房中立时恢复沉寂,这次走入房中之人是端着托盘的染香,封玉涵急急半坐起身,“染哥哥,先给小雅服药。”这一声“染哥哥”是福雅告之他的,原来她思量此名不是自用。
染香一见封玉涵神色,心中一动,越过站在几案前的人,直接将托盘放置在几案上,伸指去扣福雅的腕脉。
封玉涵则伸手拿过药碗,扶起她,小心地喂了她一口。
为了替福雅调理,染香改了药方,所谓良药苦口,虽然他已经尽力去除苦涩之味,却依旧是药,怎么也不可能甜如蜜。
若是福雅醒着还能忍苦喝下,如今昏睡之中,她的刁舌自然不肯受苦,药才入口就吐了出来。

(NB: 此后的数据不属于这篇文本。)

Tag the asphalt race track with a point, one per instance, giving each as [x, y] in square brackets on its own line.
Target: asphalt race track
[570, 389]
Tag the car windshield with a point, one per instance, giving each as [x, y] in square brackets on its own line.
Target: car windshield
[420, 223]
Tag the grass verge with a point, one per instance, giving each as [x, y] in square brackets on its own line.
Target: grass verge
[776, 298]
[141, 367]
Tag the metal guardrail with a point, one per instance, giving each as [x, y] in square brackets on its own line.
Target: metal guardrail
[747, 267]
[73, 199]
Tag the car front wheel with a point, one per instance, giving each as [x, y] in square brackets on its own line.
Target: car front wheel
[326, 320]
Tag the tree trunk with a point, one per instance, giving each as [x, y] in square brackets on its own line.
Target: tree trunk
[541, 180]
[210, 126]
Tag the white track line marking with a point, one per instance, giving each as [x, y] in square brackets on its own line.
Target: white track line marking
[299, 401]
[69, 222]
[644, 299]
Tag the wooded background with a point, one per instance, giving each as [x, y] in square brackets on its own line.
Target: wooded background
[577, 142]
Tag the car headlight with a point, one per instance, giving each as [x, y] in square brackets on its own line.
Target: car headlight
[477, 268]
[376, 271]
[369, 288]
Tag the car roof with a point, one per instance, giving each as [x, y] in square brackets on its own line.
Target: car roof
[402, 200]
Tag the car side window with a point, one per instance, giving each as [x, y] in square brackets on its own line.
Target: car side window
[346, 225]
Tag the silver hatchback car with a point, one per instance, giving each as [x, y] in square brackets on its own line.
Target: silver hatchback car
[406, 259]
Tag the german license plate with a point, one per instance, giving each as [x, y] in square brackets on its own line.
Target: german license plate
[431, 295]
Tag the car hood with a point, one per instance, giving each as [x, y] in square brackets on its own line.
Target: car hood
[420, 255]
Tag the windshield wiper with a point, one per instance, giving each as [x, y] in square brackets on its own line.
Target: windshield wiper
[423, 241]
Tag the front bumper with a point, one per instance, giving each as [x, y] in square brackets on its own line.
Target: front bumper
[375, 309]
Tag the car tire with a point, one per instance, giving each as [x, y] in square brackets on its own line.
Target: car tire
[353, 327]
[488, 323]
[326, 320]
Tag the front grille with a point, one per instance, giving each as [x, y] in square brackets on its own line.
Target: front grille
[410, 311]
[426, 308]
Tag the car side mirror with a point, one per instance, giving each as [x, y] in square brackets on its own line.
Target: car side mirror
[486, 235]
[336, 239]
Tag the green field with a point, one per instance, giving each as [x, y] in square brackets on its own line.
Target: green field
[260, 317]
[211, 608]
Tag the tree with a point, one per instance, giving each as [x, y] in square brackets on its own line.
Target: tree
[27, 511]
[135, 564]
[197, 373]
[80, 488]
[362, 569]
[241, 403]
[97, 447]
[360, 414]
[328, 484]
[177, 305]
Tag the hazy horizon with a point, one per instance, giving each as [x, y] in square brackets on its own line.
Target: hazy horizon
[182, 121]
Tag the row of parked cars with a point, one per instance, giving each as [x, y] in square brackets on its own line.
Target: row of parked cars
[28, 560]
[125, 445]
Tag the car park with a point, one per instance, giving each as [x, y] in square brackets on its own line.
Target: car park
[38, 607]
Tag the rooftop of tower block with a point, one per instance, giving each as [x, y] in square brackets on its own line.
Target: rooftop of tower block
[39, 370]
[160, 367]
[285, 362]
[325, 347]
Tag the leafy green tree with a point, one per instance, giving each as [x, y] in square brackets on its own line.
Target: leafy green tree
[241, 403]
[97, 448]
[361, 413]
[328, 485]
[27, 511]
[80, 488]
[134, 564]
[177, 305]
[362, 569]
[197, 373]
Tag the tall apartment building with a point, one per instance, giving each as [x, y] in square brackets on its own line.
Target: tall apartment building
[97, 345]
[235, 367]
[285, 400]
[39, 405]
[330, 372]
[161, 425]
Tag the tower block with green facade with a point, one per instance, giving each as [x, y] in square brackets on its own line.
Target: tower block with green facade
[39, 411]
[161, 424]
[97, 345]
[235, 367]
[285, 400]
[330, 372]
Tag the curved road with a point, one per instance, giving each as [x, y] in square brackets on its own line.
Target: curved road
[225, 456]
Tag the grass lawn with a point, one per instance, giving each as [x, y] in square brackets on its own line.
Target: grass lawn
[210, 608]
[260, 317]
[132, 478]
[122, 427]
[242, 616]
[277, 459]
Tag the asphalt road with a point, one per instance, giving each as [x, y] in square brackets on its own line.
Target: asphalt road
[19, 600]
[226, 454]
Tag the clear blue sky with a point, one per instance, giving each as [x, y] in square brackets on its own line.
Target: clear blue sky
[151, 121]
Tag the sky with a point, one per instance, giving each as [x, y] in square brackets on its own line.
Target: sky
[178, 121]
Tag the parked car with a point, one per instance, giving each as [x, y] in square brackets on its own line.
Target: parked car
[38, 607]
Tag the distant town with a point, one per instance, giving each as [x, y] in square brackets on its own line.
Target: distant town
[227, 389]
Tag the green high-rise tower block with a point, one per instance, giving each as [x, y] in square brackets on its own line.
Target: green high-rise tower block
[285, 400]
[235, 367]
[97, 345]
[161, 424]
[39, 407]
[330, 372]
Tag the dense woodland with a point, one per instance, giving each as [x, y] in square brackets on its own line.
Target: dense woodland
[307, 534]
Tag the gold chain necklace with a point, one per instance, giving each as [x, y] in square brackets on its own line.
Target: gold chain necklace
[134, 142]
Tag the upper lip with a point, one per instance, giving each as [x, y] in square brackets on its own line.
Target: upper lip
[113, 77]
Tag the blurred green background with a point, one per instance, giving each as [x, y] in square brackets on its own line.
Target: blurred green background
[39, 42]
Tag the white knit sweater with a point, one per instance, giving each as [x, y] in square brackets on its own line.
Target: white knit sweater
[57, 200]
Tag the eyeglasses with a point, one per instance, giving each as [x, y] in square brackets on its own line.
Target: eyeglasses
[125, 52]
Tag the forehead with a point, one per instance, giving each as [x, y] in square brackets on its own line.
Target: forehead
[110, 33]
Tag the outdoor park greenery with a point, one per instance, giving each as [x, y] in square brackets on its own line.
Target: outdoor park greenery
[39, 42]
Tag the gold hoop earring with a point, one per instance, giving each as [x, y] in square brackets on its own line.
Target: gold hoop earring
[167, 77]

封玉涵与染香对视一眼,仰首含入汤药,俯首,贴上她的双唇,一点一点的哺喂入口,硬是堵着她的唇不让她吐出,一手捏住她的鼻子,逼她将药咽下。
好不容易喂她服下整碗药汤,封玉涵略带喘息,“染哥哥,你娘说,小雅服了药,要用内力催动药力。”
染香已经替福雅把了脉,心中有数,小心地将福雅挪到怀中,手掌一翻,贴上她的后背,无视房中之人,专心于怀中的福雅。
“我告退。”他深深看了同样专注福雅的封玉涵一眼,缓缓低眉垂目,自行退了出去,此时房中两个男人都专注在福雅身上,无人在意他的离去。

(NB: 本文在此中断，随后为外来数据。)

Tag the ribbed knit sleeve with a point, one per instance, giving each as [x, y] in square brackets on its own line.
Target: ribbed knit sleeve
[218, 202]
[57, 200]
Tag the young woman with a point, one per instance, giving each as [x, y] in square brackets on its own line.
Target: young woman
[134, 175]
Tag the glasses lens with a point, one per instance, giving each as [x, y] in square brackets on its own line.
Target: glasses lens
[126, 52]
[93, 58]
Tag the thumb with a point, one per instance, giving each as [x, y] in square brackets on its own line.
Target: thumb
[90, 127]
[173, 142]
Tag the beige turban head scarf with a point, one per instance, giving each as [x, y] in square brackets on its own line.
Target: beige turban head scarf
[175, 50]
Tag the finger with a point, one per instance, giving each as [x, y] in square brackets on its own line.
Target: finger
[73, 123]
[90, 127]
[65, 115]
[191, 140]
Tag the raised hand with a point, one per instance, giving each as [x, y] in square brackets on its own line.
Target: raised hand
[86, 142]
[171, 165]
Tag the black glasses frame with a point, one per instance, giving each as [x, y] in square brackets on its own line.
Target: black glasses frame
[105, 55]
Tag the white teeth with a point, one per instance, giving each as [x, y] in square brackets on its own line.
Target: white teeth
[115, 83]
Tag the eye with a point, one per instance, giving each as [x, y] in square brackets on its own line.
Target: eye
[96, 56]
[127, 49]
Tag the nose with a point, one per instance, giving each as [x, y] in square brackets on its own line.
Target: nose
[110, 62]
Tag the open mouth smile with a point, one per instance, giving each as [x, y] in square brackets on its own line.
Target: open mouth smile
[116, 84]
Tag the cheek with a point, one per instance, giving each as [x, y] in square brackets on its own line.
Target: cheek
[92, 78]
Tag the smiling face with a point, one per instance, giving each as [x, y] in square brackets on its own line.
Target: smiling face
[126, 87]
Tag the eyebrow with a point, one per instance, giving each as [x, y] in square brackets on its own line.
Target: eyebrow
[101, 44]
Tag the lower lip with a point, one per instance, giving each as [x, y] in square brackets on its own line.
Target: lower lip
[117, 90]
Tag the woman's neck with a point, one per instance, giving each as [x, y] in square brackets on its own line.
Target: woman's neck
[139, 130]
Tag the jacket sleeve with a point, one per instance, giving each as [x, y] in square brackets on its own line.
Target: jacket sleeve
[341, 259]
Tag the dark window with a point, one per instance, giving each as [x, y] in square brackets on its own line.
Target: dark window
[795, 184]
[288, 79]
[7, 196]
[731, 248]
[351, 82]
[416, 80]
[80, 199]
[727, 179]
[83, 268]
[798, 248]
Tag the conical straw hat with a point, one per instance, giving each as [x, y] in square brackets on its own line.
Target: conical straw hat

是夜,染香看出封玉涵的担心,索性与他一同扶了福雅上床,一左一右地护着她。
福雅趴在封玉涵的怀中,背后染香紧紧贴着福雅,小心地注意着福雅的呼吸,就知道昨日就不能任她胡来,内心暗自责怪自己定力不坚。
每当福雅呼吸不稳,手便贴上她的后背,输入真力,直到天际发白,福雅呼吸渐强,染香才疲累地闭了闭眼。
“我看着她,你歇会儿。”
染香闻言,知道是封玉涵醒了,“没事,你也要好好静养。”
“只是一会儿,要是连你都撑不住,小雅怎么办?”封玉涵冷静的声音再度传来。
染香心知他说的有理,也能信任地将福雅交给他,“雅儿若是有什么不对就叫醒我。”
“嗯。”
染香放松心神睡去,他不知道福雅之后还会有什么举动,起码,出战海外域族她定会亲自出马,他的确需要养精蓄锐,跟随左右。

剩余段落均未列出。